A renda açucareira, base da economia de Cuba, passou de 623 milhões de pesos em 1952, para 426,1 milhões em 1956 e 520,7 milhões em 1958. Assim, a renda per capita em Cuba, em 1958, vésperas da revolução, era mais ou menos semelhante à de 1947. Foi como se uma PEC 241/55 tivesse passado por lá.
O desemprego atingia 35% da população ativa e cerca de 62% dos trabalhadores recebiam um salário inferior às suas necessidades mínimas de subsistência. Somente 4% dos camponeses comiam carne e cerca da metade nunca tinha frequentado uma escola.
Dessa forma, o regime Batista transformou um país modesto, mas em construção, num cassino dependente de “investimentos” da Máfia americana.
Fidel fez o contrário: transformou um cassino da máfia de Miami num país. Pequeno, mas soberano. Pobre, mas justo. Um país digno. O país com os melhores indicadores sociais da América Latina.
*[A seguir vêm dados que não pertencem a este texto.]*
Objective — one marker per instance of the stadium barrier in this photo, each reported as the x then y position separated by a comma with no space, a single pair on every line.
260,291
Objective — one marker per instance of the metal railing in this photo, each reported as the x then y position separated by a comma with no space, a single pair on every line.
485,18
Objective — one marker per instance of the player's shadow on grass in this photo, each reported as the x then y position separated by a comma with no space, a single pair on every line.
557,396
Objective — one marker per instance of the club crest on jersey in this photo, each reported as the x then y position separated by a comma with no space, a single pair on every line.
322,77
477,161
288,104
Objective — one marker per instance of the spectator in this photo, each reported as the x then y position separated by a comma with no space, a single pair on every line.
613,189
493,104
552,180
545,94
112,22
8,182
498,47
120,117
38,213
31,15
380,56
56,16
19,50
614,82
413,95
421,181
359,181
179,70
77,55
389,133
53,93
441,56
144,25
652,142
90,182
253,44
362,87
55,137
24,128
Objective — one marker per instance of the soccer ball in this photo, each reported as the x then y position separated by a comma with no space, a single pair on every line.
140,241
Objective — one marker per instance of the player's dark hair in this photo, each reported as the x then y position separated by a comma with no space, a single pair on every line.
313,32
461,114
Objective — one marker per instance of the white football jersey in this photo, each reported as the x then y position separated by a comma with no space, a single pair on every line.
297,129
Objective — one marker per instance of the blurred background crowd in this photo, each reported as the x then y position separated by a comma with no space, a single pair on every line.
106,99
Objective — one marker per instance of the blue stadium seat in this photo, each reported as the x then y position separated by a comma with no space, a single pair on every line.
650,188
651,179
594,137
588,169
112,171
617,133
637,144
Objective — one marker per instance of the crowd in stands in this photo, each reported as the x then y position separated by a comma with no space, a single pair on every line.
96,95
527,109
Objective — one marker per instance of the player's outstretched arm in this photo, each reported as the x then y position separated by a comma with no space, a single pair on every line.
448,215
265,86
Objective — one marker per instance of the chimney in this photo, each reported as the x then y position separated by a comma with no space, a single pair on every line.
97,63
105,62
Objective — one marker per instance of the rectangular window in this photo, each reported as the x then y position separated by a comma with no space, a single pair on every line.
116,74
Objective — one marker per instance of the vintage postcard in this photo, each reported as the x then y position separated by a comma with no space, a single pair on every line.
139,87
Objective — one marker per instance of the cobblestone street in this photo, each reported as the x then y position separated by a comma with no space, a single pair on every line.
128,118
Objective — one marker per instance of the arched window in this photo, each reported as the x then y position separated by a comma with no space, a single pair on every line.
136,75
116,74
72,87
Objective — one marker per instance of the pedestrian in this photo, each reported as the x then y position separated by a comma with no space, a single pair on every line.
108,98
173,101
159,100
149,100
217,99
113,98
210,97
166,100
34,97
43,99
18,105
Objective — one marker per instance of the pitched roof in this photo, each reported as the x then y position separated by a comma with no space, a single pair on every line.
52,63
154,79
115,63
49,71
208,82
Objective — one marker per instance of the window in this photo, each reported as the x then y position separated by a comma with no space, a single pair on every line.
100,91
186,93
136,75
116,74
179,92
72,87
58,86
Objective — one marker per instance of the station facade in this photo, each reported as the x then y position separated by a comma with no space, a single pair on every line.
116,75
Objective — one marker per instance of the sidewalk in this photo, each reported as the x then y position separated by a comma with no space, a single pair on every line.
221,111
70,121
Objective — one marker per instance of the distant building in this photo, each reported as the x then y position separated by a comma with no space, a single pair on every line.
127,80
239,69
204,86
Mesmo com os grandes erros e as enormes dificuldades, em Cuba não há criança sem escola ou que durma nas ruas. Gostem ou não, é uma façanha política.
Com efeito, após mais de meio século de tentativa de invasões, de um bloqueio comercial cruel e ilegal, de uma campanha sistemática de mentiras, Cuba tem indicadores sociais extraordinários, para seu nível de desenvolvimento econômico.
Conforme a UNESCO, Cuba tem a mais baixa taxa de analfabetismo e a mais alta taxa de escolarização da América Latina. Além disso, Cuba é a nação do mundo que usa a maior parte de seu orçamento em educação, cerca de 13% do PIB. De acordo com a OMS, Cuba tem uma taxa de mortalidade infantil de 4,6 nascidos por mil, a mais baixa do continente americano. Mais baixa que o do Canadá e que a dos EUA. E, de acordo com o Programa das Nações Unidas para o Desenvolvimento (PNUD), Cuba é o único país da América Latina e do “Terceiro Mundo” que se está entre as dez nações do mundo com os melhores Índices de Desenvolvimento Humano, levando em conta somente os indicadores sociais.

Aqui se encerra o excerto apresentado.